Letter: Jim Holsinger Grangeville

In the last few years there have arisen quite a few instances of embezzlement and misuse of funds in Idaho County. Evidently the illicit temptation to quietly steal money was just too great for several individuals. Many people who would never commit armed robbery because of the inherent risks and dangers of stressful, physical confrontation, will nevertheless quietly syphon off monies not their own that they have access to. But just like the bank robber, the embezzler has the power and abuses that power.

Of course, one method of keeping the number of employee and executive thieves down is by a system of checks and verifications, etc., to keep accountability high. But what is needed is that inward accountability, whereby in the conscience of the employee or boss there is the awareness that there is legitimate money that comes to them, such as for services rendered, and then there is money that they have access to that belongs to someone else.

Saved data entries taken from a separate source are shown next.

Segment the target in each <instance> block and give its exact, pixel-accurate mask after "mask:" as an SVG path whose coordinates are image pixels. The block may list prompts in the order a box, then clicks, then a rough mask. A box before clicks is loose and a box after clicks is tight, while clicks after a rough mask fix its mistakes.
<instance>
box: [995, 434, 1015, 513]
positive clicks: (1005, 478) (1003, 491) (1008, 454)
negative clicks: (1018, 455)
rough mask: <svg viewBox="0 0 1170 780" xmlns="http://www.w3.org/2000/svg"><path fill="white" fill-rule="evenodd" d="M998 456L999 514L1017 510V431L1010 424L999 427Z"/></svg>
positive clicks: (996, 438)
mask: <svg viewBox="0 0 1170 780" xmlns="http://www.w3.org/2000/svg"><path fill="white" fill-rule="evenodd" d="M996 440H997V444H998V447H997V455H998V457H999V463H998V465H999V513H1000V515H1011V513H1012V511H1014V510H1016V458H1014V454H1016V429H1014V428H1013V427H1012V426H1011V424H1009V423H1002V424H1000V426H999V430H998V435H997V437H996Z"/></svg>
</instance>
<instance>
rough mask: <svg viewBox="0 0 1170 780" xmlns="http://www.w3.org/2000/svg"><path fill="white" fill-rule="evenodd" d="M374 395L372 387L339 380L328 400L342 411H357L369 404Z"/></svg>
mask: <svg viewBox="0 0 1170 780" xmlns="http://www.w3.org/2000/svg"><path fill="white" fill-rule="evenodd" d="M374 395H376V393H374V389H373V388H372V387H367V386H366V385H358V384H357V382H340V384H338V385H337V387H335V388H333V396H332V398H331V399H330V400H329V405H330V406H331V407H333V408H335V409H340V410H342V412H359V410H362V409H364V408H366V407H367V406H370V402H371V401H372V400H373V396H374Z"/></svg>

For the Christian – that is, for the real, God-fearing Christian of principle and integrity, there is the similar awareness of a moral line in this fallen world that is not to be crossed. There is money rightfully and legitimately given to them by God for their daily support, and then there is money they have access to – perhaps even a lot of money – that is not given to them by God and that belongs to someone else.

For those of us who belong to Christ, we know that our whole life has been given by God in trust. We know that we have been bought with an exceedingly high price by a man whose whole life was a renunciation of ill-gotten money or any other special privileges, and therefore we are accountable to Him in the life to come for how we have dealt with that which belongs to someone else in this life. For us, as it was for our Savior and example, the illicit temptation to quietly steal money is not too great.